20. R. Doc. No. 211, at 13. One of the victims of the aggravated batteries is the brother of Patrick Alexander, who was allegedly shot by defendants other than Singleton on February 11, 2013. See R. Doc. No. 211, at 13. The aggravated batteries, committed by Singleton and Joequell Lewis, occurred on August 20, 2007. The government's reasons in support of the admissibility of the aggravated batteries is tenuous at this stage of the proceedings.

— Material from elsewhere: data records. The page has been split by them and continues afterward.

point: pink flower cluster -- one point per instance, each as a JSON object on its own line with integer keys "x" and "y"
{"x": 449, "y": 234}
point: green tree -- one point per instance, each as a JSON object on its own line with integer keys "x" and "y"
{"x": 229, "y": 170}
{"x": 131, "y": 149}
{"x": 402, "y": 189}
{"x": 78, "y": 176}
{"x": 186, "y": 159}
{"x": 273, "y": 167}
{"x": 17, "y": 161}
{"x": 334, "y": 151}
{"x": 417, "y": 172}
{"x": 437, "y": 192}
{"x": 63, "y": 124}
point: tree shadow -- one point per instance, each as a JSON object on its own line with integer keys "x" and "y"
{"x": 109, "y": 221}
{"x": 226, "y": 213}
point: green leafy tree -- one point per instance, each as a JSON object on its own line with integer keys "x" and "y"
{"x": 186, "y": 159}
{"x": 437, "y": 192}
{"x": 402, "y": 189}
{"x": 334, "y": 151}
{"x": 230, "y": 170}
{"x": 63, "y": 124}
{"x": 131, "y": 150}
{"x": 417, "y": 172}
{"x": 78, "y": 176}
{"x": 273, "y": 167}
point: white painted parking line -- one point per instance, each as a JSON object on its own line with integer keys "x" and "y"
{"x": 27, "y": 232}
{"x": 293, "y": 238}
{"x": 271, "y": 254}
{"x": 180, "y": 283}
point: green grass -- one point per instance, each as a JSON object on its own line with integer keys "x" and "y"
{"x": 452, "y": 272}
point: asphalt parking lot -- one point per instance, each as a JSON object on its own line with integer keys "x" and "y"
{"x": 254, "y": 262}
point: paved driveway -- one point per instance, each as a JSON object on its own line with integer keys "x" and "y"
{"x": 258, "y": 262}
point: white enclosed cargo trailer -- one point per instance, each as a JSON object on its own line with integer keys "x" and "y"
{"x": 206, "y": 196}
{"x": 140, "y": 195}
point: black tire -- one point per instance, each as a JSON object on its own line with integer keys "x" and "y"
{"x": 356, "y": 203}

21. R. Doc. No. 211, at 7.
22. In particular, the Court notes that the March 31, 2012, incident raises multiple problematic issues with respect to (1) the fact that Woodruff, who allegedly "originally denied owning the guns and claimed that he had only known Singleton for a month," R. Doc. No. 265, at 3, and later Singleton, a convicted felon, were each arrested in connection with the March 31, 2012 incident — Woodruff for possession of a stolen firearm and Singleton for possession of a stolen firearm and being a convicted felon in possession of a firearm; (2) the fact that Woodruff, who was not a convicted felon, later attempted to take responsibility for the firearms after allegedly being pressured to do so by Singleton's family; (3) a lack of proof regarding whether these defendants knew that any of the guns were stolen; (4) the fact that the March 31, 2012, incident is within the temporal scope of the drug conspiracy charged in count one but outside the temporal scope of the gun conspiracy charged in count two (although such fact is not fatal to the government's argument); and (5) the fact that the automobile involved did not belong to Singleton but to his father. The Court is concerned that these issues raise a danger of unfair prejudice, confusion of the issues, undue delay, and waste of time that may substantially outweigh any probative value of the incident and warrant exclusion of the evidence pursuant to Rule 403 of the Federal Rules of Evidence.